In fondo , su questi temi delicati e complessi, dimostra maggior saggezza il presidente della “smagrita “ provincia di Reggio Emilia Gianmaria Manghi. Hai giornali locali ha detto chiaro e tondo : calma e gesso, signor presidente Bonaccini ! Intanto guardiamo di razionalizzare le risorse e le competenze incerte, poi penseremo ad un disegno – però di tipo europeo- che va oltre l’ipotesi di piccole fusioni (ammucchiate) fra vicini. Chissà come sarà felice e contento il primo presidente di queste nuove “aree vaste “ pensate dal Bonaccini. Speriamo che la bruttezza della denominazione , che dice poco sul piano istituzionale, alla fine non corrisponda alla confusione delle competenze e alla ingovernabilità della gestione. Cioè fare semplicemente quattro “mucchi” dei territori collocati lungo la via Emilia: Piacenza con Parma, Reggio con Modena, Bologna, forse con Ferrara, e le restanti provincie romagnole –Forli-Rimini-Ravenna- non dice nulla e non risolve nulla. Siamo a livello di battute da bar.E’ la semplice giustapposizione di territori confinanti, una sforbiciata sulla carta geografica. Senza considerare più attentamente una serie di parametri di “ buon governo “ delle aree vaste : cioè le relazioni fra i territori metropolitani e quelli non, le connessioni delle reti, i vettori culturali, le integrazioni dei sistemi economici con il dato demografico. Tutti intrecci che, ci pare evidente, non si risolvono solo ed esclusivamente entro i vecchi confini geo-amministrativi dell’ Emilia-Romagna ( direttrice est-ovest) ma invece possono trovare soluzioni più appropriate soprattutto superando i confini nostrani ed aprirsi a rapporti più stretti con le regioni confinanti (direttrice nord-sud).

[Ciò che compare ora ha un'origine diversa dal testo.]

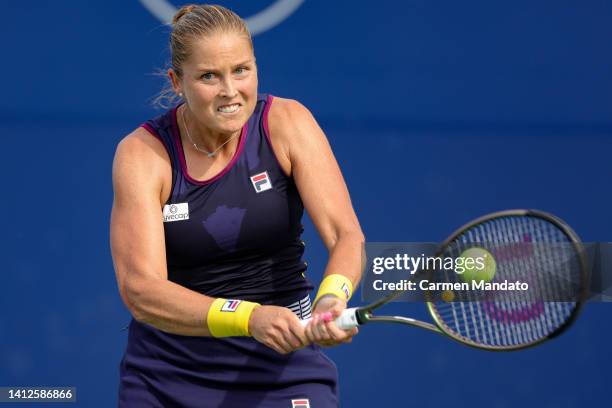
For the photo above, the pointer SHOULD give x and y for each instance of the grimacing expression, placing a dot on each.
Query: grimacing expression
(219, 82)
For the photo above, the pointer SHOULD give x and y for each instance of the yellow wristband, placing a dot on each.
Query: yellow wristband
(337, 285)
(229, 317)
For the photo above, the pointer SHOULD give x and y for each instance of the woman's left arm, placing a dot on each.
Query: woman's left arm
(306, 154)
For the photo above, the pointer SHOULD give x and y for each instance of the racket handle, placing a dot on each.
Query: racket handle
(346, 321)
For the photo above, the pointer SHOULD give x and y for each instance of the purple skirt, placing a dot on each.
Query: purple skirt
(166, 370)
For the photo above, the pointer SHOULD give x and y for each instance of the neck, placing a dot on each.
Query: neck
(204, 140)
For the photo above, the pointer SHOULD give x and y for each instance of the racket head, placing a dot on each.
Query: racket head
(515, 324)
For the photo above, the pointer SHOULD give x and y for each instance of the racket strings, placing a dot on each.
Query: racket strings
(528, 249)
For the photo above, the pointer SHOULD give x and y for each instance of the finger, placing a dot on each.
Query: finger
(292, 339)
(274, 345)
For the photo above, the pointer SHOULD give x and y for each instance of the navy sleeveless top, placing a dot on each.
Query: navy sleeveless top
(236, 235)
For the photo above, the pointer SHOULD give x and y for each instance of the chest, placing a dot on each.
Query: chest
(242, 212)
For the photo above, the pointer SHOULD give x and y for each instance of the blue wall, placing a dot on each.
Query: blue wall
(438, 111)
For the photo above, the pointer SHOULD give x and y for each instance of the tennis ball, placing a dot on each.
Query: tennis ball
(481, 267)
(448, 296)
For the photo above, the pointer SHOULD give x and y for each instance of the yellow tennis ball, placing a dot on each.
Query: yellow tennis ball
(448, 296)
(479, 265)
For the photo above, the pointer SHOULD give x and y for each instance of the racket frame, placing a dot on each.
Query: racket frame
(364, 314)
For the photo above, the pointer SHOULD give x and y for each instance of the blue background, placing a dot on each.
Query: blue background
(438, 111)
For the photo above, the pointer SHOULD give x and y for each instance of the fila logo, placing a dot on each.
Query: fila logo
(261, 182)
(231, 305)
(301, 403)
(176, 212)
(344, 288)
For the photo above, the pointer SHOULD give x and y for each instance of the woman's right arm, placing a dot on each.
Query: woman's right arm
(141, 171)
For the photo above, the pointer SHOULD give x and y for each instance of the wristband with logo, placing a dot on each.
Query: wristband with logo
(229, 317)
(337, 285)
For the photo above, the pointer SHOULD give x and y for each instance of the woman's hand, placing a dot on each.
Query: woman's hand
(278, 328)
(322, 330)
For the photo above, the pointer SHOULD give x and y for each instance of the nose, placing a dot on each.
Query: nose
(228, 89)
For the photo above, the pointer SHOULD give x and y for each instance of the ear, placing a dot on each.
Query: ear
(176, 82)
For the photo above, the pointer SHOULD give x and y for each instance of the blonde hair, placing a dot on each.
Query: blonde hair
(191, 22)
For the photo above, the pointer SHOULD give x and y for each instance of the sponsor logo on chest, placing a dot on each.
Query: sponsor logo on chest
(261, 182)
(300, 403)
(176, 212)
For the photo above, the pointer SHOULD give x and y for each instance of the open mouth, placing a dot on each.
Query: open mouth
(229, 108)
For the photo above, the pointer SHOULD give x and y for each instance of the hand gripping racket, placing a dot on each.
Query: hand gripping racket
(530, 245)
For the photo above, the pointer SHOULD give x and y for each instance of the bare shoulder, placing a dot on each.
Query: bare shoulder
(142, 163)
(291, 126)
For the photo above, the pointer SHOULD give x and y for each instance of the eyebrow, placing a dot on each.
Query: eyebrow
(235, 66)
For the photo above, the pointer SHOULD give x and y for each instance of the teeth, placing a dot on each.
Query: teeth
(229, 108)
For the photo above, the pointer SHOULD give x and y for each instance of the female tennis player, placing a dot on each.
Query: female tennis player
(205, 236)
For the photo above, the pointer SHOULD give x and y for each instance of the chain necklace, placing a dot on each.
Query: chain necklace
(209, 154)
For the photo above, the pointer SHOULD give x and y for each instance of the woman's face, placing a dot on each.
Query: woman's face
(219, 82)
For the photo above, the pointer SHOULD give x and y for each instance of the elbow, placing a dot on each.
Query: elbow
(132, 294)
(354, 236)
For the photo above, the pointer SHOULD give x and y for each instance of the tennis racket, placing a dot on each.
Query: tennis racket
(530, 245)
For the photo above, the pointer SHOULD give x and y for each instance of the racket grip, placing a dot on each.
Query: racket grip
(346, 321)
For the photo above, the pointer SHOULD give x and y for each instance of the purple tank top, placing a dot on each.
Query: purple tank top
(236, 235)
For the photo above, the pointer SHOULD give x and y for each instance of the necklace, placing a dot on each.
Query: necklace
(199, 149)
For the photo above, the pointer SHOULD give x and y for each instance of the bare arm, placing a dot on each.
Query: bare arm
(137, 241)
(309, 158)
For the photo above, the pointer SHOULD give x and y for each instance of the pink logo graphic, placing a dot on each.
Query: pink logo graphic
(301, 403)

Infatti il tema vero del futuro non è tanto fare l’unificazione delle province nella stessa regione, ma fare le macro regioni, un vero ed efficace ridisegno dei sistemi territoriali, come la Fondazione Agnelli aveva evidenziato a fine anni ’80,come risultavano dagli studi del prof. Miglio (che non era becero federalista) e come recenti e serie ricerche, ad esempio l’UrbanPromo “Sviluppo del territorio e beni comuni “ curato dal CAIRE Urbanistica, hanno ri-messo all’attenzione della più avvertita classe politica, sia in Italia che in Europa. Forse più che area vasta (quanto? come?) , suggerirei al Presidente della Giunta, che le quattro “cosidette “aree vaste, petrebbero chiamarsi meglio “dipartimenti “, secondo una tradizione napoleonica mai sopita nella cultura francese. Cosi avremmo a riferimento dei nomi geografici e storici , da tutti conosciuti, bacini territoriali come il Dipartimento del Taro, quello del Secchia, quello del Reno e quello del Rubicone o simili. Ma con questa ipotesi oltre al fascino della storia non si va.
Speriamo che con la smania dell’annuncio a tutti i costi di riforme, poi fatte male e a metà, non succeda a Bonaccini quello è successo a Delrio – nell’ancora fresco Governo Monti , a voler dare per cancellato le province con una riforma pasticciata, di trovarsi poi , come era inevitabile, in un ginepraio di norme giuridiche inestricabili. Infatti ancora oggi i nuovi amministratori provinciali, non conoscono le loro effettive competenze e come dovranno governare i loro rapporti verso l’alto (Regioni) e verso il basso (Comuni).